2018 Cook Islands Language Week

As a Cook Islands organisation focused on community and economic development, we’ve had the greatest privilege liaising with the Ministry for Pacific Peoples in the national coordination of Cook Islands Language week. It is with pride that we announce the theme for this years Cook Islands Language Week 2018:

Kia ngākau parau, kia rangarangatu to tatou Reo Māori Kūki Āirani

Be proud of our Reo Māori Kūki Āirani and protect its future!

In 2016, CIDANZ proposed to the Ministry for Pacific Peoples, a three year plan to develop the theme and poster for Cook Islands Language Week. In that plan we wanted our Cook Islands communities across New Zealand to share in the development of the theme and language week.

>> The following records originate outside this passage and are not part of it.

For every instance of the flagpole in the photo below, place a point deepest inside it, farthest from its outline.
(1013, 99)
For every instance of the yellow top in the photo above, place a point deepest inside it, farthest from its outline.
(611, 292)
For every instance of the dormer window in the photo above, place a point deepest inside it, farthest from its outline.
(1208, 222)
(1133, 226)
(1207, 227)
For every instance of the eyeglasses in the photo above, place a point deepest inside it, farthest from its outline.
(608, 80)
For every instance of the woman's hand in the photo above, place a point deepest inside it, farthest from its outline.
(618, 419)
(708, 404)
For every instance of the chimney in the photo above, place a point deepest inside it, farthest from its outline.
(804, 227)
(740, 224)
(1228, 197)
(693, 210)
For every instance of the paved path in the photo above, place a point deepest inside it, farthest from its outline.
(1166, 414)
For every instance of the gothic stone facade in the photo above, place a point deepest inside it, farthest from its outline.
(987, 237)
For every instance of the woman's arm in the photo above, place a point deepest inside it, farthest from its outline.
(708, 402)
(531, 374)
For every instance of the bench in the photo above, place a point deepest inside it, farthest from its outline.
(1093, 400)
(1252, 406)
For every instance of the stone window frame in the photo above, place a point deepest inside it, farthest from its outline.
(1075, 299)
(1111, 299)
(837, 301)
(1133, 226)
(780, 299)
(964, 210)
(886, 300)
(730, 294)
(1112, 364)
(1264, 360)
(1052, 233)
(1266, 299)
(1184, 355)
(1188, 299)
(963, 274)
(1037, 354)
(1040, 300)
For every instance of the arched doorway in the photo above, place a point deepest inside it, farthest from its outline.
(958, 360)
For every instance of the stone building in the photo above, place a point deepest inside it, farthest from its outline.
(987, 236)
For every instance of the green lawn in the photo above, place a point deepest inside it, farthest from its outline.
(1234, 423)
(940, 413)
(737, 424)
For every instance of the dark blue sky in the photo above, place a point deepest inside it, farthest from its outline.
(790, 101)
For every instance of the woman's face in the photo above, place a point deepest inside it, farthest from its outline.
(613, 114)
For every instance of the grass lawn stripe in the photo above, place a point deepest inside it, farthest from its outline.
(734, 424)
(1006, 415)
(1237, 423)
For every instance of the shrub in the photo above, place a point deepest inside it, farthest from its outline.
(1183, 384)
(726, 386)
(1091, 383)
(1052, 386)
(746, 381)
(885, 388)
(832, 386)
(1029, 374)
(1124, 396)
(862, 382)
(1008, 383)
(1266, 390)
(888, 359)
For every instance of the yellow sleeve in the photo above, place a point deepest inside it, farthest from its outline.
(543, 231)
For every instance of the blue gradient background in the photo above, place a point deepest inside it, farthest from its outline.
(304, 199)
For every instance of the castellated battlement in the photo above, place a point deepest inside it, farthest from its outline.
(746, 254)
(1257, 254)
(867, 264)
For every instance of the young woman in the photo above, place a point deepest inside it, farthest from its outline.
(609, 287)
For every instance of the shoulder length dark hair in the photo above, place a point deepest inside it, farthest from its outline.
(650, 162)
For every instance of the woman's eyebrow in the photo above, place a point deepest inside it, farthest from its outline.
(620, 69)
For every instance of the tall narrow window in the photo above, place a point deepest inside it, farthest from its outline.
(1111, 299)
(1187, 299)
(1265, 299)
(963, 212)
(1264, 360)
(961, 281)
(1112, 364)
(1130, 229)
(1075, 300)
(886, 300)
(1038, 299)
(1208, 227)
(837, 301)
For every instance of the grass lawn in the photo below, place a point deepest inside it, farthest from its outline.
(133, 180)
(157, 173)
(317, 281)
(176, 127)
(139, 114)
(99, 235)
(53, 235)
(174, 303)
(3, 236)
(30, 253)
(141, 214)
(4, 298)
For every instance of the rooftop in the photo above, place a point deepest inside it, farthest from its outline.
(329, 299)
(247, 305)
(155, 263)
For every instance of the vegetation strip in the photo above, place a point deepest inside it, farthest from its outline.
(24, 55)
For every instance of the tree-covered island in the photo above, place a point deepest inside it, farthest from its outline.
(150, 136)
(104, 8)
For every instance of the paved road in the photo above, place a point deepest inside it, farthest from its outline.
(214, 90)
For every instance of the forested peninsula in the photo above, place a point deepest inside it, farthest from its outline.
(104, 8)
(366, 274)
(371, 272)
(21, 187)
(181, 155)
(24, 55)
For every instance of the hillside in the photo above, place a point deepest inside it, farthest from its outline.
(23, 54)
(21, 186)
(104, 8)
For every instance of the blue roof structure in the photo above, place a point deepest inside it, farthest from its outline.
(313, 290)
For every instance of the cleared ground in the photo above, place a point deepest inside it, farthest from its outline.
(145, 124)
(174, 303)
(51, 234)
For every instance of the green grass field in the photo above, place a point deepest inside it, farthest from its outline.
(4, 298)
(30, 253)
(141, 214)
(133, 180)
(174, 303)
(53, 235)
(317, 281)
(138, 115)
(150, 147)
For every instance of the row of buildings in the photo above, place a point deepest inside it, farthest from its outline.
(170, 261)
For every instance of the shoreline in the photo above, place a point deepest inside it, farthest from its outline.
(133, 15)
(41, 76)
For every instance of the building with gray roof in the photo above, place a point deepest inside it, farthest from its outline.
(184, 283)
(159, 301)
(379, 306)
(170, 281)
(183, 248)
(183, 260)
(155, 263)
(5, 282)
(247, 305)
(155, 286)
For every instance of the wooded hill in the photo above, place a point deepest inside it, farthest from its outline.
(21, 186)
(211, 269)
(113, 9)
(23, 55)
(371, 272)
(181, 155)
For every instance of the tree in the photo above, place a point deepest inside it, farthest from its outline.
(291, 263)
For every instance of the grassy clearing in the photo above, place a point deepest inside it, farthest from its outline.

In 2016, the theme was set by Auckland, focusing on the views of our young people. They expressed that ‘yes’ the language was important to them, but learning it was not a priority because their obligations to school, university, church, sports and their social life left little to no room for the language. They however did feel that if the Cook Islands culture is still celebrated, by embracing their heritage, they’ll always embrace their language. With those insights in mind, the theme became: “To embrace my Heritage, my language lives on.”

In 2017, the theme was set by our Hamilton community with a deliberate focus on our women. Majority of the women who attended the workshop were grandmothers and daughters who weren’t fluent in Maori, but have made it a priority to learn and speak the language.  We were moved to tears with the views of our Cook Islands women who expressed that the language would flourish if they had a safe space that encouraged them to speak Cook Islands Maori. It was those heartfelt insights that the theme for 2017 came to fruition: “An encouraging home and community environment is what I need to build my love and confidence to speak my reo Maori Kuki Airani.”

This year, the theme was set by the Christchurch community – and as with previous years, the focus on who we needed to hear from, shifted. In previous years, our women have been seen as the nurturers of our language. While our fathers worked, our mothers ensured that our children were brought up in our culture, were educated, and were healthy. With evolving times, women are still seen as the main teachers and caretakers of our language. However, our children still look to their fathers or the father-figures in their lives as examples of their own approach to learning the language. Which is why this year we wanted to hear from our Cook Islands men, both old and young.

The workshop we ran with the community raised some interesting views, including the views of a young man in this years poster who commented (paraphrased) that “although I don’t speak it fluently, I’m proud of my language, but I’ll always look to my father to guide me and to teach me.” As with several views expressed in the workshop, it was a poignant statement that fed into this years theme.